The joint-use school will provide space for 400 Regina Public School students and 250 Regina Catholic students.
The project is in its infancy, with the planning phase expected to take place within the next eight to 12 months, said Minister of Education Gord Wyant. Both school divisions will work with the Ministry of Education and the City of Regina to put forth a plan and acquire land for the new school.
Construction is expected to begin in a year, Wyant said.
The education minister says the school will be built in the area of Harbour Landing “to alleviate the challenges and pressures in the existing school.”
This year the school’s French immersion students moved to Dr. A.E. Perry School because there wasn’t enough space in Harbour Landing, despite the school being one of the province’s newest builds.
The school was built in 2017 and was designed to accommodate 650 students. In the 2019-20 school year, 927 students attended the school, according to a report from Regina Public Schools.
Regina Public Schools says the expansion of the French Immersion program and residential development in the area have added pressure to the school.
“Consistently, over the past number of years, Regina Public Schools is experiencing enrolment growth that is equivalent to one small to medium-sized school every year,” said the school division’s board chair Katherine Gagne.
“Nowhere have we seen this growth as we’ve seen in the Harbour Landing community.”

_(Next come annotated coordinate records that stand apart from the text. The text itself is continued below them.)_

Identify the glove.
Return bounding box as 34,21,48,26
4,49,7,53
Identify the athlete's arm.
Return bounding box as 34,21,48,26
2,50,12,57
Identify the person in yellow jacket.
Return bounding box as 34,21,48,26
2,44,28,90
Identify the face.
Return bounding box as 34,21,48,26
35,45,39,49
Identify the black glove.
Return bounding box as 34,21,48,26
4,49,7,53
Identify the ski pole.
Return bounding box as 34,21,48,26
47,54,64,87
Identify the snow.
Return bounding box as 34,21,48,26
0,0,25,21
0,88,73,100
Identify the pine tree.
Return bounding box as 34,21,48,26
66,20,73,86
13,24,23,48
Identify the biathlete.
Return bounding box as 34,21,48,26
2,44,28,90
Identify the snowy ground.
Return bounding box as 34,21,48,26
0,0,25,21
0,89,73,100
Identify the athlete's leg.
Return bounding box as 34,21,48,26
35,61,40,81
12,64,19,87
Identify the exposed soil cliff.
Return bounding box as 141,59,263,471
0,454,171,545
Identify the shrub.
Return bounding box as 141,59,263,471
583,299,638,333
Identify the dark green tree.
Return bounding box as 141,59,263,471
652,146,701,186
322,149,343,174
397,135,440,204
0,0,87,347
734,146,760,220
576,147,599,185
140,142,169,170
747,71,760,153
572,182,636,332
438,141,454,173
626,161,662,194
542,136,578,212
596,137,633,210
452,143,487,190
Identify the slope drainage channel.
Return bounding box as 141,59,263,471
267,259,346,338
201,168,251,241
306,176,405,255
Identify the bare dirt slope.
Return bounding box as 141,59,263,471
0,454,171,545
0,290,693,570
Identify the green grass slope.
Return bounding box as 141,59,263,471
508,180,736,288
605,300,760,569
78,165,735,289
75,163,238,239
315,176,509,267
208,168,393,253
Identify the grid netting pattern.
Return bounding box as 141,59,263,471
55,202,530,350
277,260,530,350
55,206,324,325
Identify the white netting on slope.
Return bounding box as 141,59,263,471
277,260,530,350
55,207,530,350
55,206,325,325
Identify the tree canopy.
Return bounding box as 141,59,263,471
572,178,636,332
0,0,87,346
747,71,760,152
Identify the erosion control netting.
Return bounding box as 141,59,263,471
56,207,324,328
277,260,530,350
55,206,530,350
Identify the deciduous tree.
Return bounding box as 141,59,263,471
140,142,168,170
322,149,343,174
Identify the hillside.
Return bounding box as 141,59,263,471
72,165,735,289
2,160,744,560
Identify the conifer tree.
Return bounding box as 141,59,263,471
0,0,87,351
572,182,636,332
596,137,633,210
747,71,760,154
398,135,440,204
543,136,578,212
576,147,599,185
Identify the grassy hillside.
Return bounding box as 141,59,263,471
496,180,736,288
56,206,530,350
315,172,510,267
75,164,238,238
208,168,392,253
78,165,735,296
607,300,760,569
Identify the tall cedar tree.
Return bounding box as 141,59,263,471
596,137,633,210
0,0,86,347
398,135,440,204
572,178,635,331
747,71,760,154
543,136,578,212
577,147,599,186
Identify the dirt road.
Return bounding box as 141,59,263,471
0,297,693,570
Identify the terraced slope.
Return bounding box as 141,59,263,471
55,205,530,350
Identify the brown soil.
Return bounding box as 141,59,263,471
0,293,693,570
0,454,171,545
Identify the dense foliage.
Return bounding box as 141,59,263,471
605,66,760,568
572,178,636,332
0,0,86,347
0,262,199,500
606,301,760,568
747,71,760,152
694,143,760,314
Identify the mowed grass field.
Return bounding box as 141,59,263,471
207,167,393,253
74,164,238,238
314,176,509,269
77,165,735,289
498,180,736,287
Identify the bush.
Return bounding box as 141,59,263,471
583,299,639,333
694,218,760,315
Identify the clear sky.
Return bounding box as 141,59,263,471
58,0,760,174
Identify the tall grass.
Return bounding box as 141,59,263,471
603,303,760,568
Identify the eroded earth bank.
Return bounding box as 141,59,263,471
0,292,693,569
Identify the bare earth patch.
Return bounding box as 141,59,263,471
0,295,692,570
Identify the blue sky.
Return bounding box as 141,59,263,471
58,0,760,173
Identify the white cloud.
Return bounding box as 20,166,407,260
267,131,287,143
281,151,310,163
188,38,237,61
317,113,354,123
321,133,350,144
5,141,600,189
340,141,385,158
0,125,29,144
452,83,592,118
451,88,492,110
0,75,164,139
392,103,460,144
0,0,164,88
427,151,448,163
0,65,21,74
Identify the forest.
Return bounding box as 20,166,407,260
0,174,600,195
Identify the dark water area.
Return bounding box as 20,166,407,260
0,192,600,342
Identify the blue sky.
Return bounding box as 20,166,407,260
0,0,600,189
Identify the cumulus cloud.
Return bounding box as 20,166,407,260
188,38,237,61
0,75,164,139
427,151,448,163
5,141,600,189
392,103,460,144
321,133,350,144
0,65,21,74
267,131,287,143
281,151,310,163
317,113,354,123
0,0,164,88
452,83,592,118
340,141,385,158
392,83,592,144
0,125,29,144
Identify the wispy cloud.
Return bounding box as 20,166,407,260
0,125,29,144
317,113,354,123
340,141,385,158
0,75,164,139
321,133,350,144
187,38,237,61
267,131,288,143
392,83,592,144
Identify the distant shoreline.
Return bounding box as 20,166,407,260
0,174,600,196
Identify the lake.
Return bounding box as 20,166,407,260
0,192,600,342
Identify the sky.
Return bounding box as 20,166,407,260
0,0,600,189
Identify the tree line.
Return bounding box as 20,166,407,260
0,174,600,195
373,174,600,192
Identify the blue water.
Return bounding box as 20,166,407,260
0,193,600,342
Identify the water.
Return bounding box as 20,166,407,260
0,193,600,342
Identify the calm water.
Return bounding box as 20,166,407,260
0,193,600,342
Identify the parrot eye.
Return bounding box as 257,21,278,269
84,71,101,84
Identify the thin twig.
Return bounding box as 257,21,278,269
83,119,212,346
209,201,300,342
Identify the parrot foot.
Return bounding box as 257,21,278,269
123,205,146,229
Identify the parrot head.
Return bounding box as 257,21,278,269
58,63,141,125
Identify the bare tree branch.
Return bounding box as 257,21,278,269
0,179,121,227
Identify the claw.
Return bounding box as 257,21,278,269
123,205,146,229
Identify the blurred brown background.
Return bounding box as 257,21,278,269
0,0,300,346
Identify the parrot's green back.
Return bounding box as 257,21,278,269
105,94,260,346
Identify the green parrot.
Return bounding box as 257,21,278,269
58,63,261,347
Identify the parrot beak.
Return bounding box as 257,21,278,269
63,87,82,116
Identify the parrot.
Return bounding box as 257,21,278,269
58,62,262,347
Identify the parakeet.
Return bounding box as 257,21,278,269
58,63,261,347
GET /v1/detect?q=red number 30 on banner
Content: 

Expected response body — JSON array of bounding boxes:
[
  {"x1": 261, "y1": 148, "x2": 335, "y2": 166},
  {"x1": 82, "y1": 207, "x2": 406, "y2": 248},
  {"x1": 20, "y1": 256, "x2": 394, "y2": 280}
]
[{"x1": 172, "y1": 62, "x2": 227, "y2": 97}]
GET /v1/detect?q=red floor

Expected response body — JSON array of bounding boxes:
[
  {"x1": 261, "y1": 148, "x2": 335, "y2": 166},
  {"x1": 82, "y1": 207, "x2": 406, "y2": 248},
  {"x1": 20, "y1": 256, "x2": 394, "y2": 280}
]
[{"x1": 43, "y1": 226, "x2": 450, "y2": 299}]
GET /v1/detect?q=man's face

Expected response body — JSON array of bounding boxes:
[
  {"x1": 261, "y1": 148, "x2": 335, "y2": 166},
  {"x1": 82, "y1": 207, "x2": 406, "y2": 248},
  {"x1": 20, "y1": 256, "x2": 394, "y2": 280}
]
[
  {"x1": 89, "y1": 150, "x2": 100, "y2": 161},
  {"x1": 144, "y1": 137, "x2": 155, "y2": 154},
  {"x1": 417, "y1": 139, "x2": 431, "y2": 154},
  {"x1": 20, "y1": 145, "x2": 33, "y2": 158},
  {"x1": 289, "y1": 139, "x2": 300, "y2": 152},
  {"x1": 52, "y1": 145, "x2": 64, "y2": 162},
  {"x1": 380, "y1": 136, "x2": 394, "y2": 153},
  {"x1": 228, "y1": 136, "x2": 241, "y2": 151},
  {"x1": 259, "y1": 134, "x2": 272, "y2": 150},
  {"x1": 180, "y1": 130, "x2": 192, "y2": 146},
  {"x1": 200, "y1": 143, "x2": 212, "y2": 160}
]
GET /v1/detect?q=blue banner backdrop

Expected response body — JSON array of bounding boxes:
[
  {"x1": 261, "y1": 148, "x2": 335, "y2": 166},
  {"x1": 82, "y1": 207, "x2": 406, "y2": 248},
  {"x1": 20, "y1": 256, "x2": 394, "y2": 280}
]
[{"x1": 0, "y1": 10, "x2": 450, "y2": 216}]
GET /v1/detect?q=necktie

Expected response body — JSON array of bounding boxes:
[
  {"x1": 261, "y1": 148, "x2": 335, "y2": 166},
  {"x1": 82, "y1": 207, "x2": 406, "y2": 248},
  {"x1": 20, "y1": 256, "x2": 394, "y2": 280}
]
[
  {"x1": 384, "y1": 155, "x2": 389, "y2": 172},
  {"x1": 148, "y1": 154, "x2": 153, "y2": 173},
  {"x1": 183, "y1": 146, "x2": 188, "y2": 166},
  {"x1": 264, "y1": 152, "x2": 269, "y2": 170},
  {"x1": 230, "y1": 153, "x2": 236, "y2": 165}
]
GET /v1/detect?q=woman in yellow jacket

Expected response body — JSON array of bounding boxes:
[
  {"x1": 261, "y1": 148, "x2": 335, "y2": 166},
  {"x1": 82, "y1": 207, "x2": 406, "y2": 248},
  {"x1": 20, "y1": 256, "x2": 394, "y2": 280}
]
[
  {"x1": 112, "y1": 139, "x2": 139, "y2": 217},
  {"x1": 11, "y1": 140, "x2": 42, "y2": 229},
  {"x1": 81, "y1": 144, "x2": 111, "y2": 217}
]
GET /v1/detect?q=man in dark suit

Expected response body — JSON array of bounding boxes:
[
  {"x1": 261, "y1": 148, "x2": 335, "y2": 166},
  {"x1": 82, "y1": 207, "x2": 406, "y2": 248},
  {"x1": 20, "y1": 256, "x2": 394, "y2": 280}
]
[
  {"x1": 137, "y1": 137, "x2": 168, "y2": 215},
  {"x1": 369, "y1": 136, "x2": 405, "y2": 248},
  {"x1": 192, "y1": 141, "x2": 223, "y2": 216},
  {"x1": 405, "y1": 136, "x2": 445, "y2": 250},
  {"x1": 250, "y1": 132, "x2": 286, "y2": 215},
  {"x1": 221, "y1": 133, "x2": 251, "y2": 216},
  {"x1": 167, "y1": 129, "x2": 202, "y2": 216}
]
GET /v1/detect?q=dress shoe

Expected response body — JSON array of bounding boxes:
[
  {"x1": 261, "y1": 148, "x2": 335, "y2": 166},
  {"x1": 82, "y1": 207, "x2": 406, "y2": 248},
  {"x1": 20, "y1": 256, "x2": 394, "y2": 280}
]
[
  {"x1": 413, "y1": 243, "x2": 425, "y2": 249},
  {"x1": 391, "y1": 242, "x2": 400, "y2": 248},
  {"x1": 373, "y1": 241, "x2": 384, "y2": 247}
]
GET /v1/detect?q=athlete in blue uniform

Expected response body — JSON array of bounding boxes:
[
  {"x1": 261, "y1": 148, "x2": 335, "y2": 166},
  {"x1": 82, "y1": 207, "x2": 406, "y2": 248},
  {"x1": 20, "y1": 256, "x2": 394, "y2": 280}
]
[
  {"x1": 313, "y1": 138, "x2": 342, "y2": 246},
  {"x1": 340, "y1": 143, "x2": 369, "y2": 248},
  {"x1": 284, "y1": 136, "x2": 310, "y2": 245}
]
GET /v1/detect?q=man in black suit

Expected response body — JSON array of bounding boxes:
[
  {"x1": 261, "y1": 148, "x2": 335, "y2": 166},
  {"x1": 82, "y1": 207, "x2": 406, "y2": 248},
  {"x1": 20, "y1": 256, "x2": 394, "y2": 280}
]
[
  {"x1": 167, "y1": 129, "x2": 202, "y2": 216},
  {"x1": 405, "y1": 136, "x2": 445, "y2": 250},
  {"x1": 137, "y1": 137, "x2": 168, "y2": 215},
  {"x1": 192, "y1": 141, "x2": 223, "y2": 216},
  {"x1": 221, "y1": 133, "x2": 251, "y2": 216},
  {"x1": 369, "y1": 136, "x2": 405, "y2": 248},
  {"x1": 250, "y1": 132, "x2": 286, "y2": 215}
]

On Thursday, dignitaries joined representatives from both school divisions to announce the planning stage.
“Because of the growth of the area, we are here anticipating the construction of two new schools, which is so desperately needed to meet the significant growth of this area and the needs of our students,” said deputy chair of Regina Catholic Schools Vicky Bonnell.
The school divisions have received $2 million from the Ministry of Education to use on planning the project, money that was “so desperately wanted,” said Gagne.
The total budget of the project is projected to be $40 million, according to the government of Saskatchewan.